Tiramisu cake – a cautionary tale

What can I say about Tiramisu?  Well, it’s not trifle.  I learned that after years of confusion.  Much like Al Pachino is not Robert DeNiro.  I know they were different but somehow they always occupied the same space in my brain.  So that’s fact one.  Tiramisu is not Triffle, but it could be Al Pachino’s favourite dessert for all we know.  Fact number two;  Tiramisu seems to be a boozy, caffeine-loaded pile of cake with fancy cream cheese icing, aka.  my husband’s dream.  Sorry, that is probably the most offensive description of Tiramisu ever recorded.   Tiramisu fact number three; the recipe is a lesson in planning and I failed.

Tiramisu day started out like any other day.  I casually went to the grocery store and spent $30 on mascarpone, fancy chocolate and of course more eggs and sugar.  I didn’t splurge for the brandy because I don’t think I could have identified it in the liquor store and what dessert isn’t improved with amaretto? So I took my haul home and made the syrup? soak?  drenching liquid? Whatever it’s called I mixed the booze and coffee together.


The next thing I tackled was the filling.  I beat together powdered sugar, cream and the cheese that, no joke, cost $15.  This better be good!  No worries it ended up looking divine.  Worth the $15 for sure!


When taking it in bite-size chunks this recipe is pretty accessible. So far I’ve just been dumping things together and mixing.  I was excited to get to the baking part.  The part where you do the dumping and mixing but don’t really know if it turned out until that fateful moment when you bring it out of the oven.

This sponge recipe seemed very similar to the swiss roll recipe.  A lot of beating eggs and sugar until there is a trail of batter.  Usually, this totally baffles me but this time I am pretty sure I got the trail.  Or at least a much-changed batter.

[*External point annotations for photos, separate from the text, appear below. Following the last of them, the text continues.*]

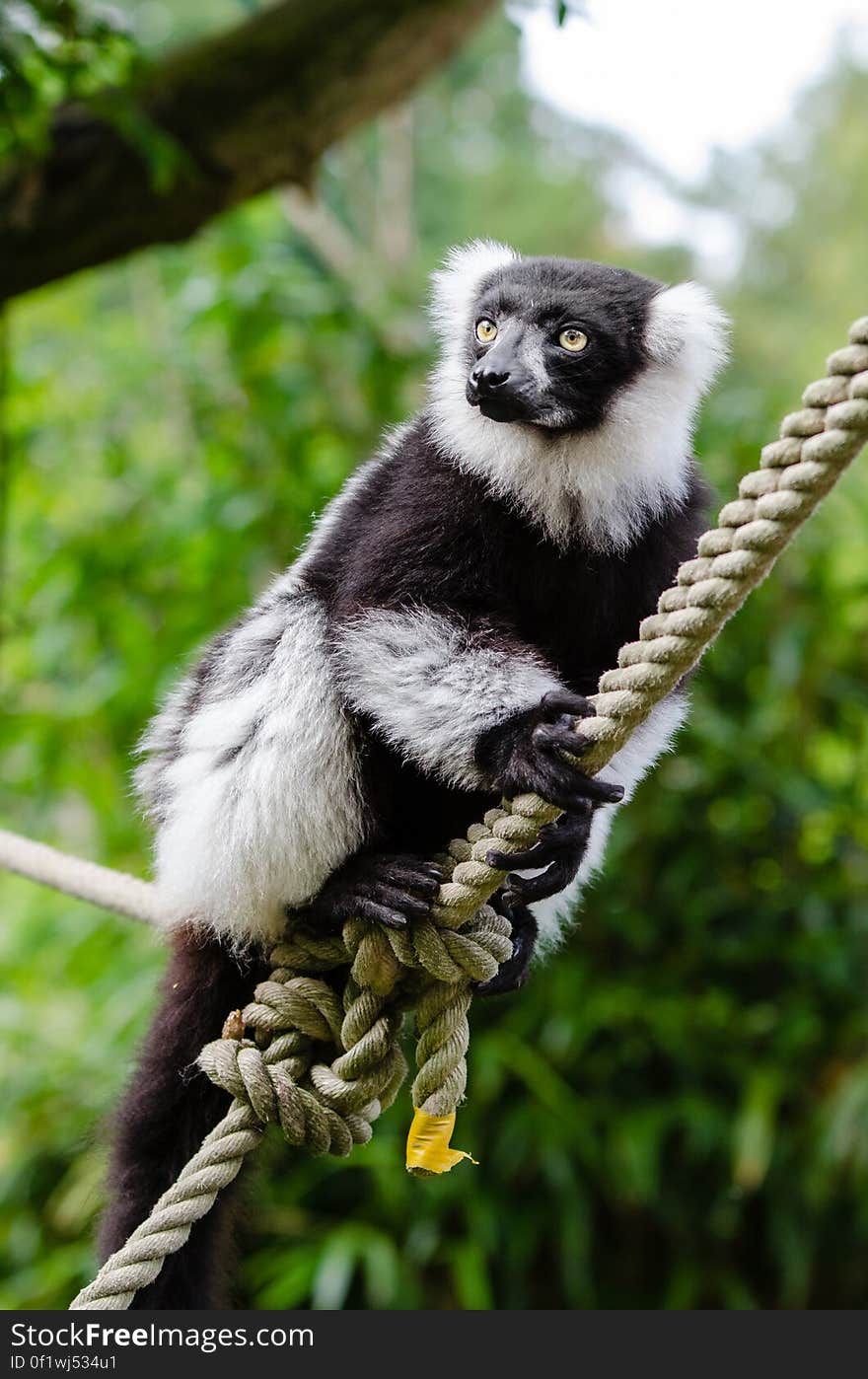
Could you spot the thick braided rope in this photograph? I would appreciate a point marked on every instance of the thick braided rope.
(328, 1106)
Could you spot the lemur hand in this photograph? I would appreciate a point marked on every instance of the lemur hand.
(559, 849)
(528, 755)
(512, 974)
(379, 886)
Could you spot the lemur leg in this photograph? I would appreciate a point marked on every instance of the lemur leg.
(169, 1109)
(387, 887)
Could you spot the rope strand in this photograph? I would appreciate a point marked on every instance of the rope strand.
(429, 967)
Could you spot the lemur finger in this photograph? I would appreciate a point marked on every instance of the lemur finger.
(366, 908)
(539, 855)
(563, 700)
(397, 898)
(406, 870)
(569, 832)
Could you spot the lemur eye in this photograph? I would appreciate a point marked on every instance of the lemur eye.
(573, 339)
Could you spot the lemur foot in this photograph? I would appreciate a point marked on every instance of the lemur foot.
(512, 973)
(528, 755)
(386, 887)
(559, 849)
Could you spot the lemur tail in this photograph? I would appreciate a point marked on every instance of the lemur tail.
(169, 1109)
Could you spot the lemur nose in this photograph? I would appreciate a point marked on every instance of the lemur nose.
(487, 380)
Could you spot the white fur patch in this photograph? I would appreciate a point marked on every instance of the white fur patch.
(456, 286)
(626, 768)
(434, 686)
(255, 785)
(688, 334)
(611, 481)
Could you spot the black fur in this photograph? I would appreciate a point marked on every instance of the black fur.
(420, 533)
(608, 304)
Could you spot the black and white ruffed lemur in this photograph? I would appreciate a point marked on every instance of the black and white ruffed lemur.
(428, 652)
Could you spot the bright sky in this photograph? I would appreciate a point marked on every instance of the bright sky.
(681, 77)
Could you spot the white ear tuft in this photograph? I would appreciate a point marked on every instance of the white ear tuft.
(687, 331)
(456, 283)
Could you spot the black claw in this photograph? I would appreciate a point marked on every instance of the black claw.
(562, 700)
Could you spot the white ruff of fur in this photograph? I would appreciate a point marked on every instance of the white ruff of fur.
(608, 482)
(432, 687)
(626, 768)
(256, 783)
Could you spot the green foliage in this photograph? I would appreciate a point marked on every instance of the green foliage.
(674, 1113)
(52, 51)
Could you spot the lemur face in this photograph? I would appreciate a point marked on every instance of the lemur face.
(552, 341)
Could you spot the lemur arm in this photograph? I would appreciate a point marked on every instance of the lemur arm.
(435, 686)
(467, 700)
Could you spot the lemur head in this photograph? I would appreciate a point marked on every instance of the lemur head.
(571, 385)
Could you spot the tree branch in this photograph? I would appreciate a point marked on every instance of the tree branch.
(246, 110)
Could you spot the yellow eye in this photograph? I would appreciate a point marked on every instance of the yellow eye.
(573, 339)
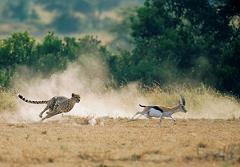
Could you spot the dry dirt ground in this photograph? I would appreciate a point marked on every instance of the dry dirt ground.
(71, 141)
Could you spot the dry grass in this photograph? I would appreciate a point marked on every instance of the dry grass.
(120, 142)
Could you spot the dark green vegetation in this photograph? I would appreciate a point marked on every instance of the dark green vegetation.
(173, 41)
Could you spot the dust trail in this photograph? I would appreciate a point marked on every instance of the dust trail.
(89, 77)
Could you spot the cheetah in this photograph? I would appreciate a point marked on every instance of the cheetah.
(56, 105)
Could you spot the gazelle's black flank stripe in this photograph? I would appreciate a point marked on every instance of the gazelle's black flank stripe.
(157, 108)
(32, 101)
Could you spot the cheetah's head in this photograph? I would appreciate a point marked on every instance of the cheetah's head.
(76, 97)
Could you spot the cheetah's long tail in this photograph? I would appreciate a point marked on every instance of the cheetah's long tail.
(31, 101)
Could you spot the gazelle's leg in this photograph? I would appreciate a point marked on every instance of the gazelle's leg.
(45, 109)
(173, 119)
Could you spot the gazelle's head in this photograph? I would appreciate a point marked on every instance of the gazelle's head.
(182, 104)
(76, 97)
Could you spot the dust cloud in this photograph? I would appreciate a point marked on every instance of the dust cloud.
(89, 77)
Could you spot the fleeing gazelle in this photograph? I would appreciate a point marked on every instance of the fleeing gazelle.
(161, 111)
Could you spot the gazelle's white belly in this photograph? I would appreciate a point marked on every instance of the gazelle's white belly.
(155, 113)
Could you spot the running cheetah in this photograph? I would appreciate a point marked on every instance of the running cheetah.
(56, 105)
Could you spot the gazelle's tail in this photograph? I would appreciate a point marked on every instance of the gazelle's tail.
(31, 101)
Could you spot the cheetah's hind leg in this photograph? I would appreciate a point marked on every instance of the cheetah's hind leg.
(45, 109)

Sifting in the flour was stressful as usual but I persevered and made sure to tilt my pan so it was level, unlike the Charlotte Royale slant.  The whole thing baked in no time at all and it looked nice and golden.  In fact, it looked much better than it smelled.  It smelled like cooked eggs.  My husband came upstairs because he thought I had made an omelette.  Hmm, not exactly the scent of baking cookies that realtors pump into houses. But I was more concerned about structural integrity than scent at this point since I had to cut a 1/2 inch sponge in half.


While my sponge cooled I grated some grown-up chocolate.  I’m talking 70%, none of that sugary Dairy Milk here.  It was surprisingly therapeutic.

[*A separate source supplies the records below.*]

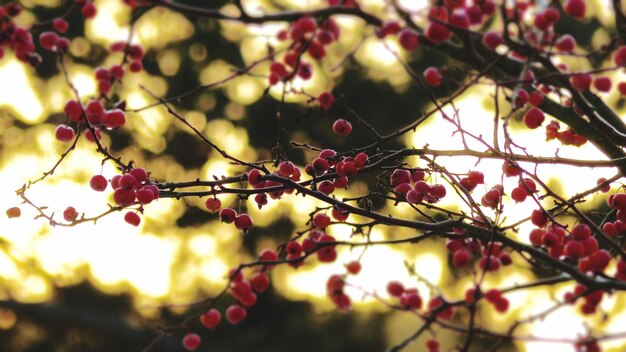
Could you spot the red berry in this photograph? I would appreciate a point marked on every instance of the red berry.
(235, 314)
(340, 214)
(492, 39)
(411, 299)
(602, 84)
(502, 305)
(211, 318)
(620, 56)
(519, 194)
(432, 77)
(326, 100)
(95, 112)
(48, 40)
(565, 43)
(395, 288)
(89, 10)
(353, 267)
(73, 110)
(191, 341)
(64, 133)
(98, 183)
(581, 82)
(60, 25)
(260, 282)
(534, 118)
(535, 98)
(114, 118)
(213, 204)
(286, 168)
(305, 71)
(135, 66)
(432, 344)
(437, 33)
(70, 214)
(409, 39)
(117, 71)
(342, 127)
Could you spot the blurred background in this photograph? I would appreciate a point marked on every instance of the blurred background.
(107, 286)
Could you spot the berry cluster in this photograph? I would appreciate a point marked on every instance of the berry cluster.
(308, 36)
(400, 180)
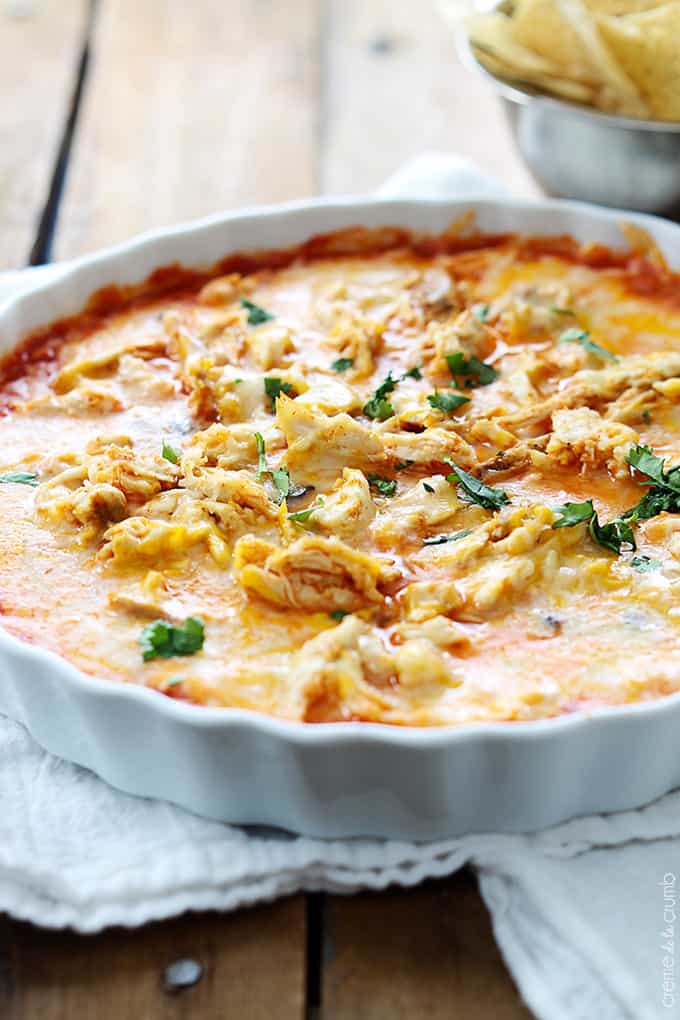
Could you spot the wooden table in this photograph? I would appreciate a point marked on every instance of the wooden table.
(128, 114)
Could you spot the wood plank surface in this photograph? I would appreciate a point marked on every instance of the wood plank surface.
(40, 48)
(253, 960)
(395, 88)
(425, 954)
(191, 108)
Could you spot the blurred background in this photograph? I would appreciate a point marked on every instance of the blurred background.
(121, 115)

Back to sponge surgery.  Pro tip:  Mary says to cut the whole thing in half and then cut out squares to fit your pan.  Don’t do that.  Cut out the squares first and then cut them in half.  This means you have less of the delicate sponge to navigate and you get to eat the off cuts to determine if you did actually make a cake omelette. The edges tasted ok, they were going to benefit greatly from a good coffee soaking.  The slicing was less ok.


Things were in a delicate state.  Things being the sponge and my psyche.  Nothing to be done but hide the pieces in the middle of the cake.  And so I began assembling.  I had the brilliant idea of putting the filling in a piping bag so I could evenly distribute it on each layer without having to tug at a knife onto of the crumbling cake.  This worked great except I was a mess at portioning it out.  I boldly soaked my first layer, piped on the filling and sprinkled my chocolate.


And with each subsequent layer panic set in.  I was running out of filling,  I was running out of the coffee mixture.  This was not good.  By the time I got to the top layer I contemplated getting the blob of filling off my sock to be able to cover the sponge.


PLease don’t ask how it got on my sock, I don’t know, things were getting weird.  With so little filling left and no extra sock mixture added in I had to try to spread the filling over the crumbling sponge.  With each stroke of the knife, some cake came with it.  Not good.  Finally, I got it covered-ish, only to realize I was supposed to crumb coat the cake and then maybe cover the sides.  And after all that, I was supposed to have tempered chocolate and made intricate chocolate decorations.  Nope.  Sorry, I produced a cake.  It has a very sturdy base and a slapdash top but it’s was a cake, that’s it I’m out.


So let this be a warning to all your bakers out there.  Read through the recipe before you start.  And even after you’ve read it read it again.  Because if you’re like me you stopped paying attention after step 10 and those last 9 steps are relevant.  And portion out your ingredients.  If you need to have enough for 4 layers of something, be like those crazy bake off bakers and weigh and divide.  I know it’s math but it will save you from a sad Tiramisu flop.  Luckily the cake still tasted pretty good despite it’s less than professional appearance. I have been schooled and I will do better. I have to, or the Prinsesstårta will be a sh** show!

5 thoughts on “Tiramisu cake – a cautionary tale

  1. I’m so glad you posted this, because I’ve been wanting to make this and have been really paranoid about it! I’m sure it still tasted delicious no matter how difficult it was!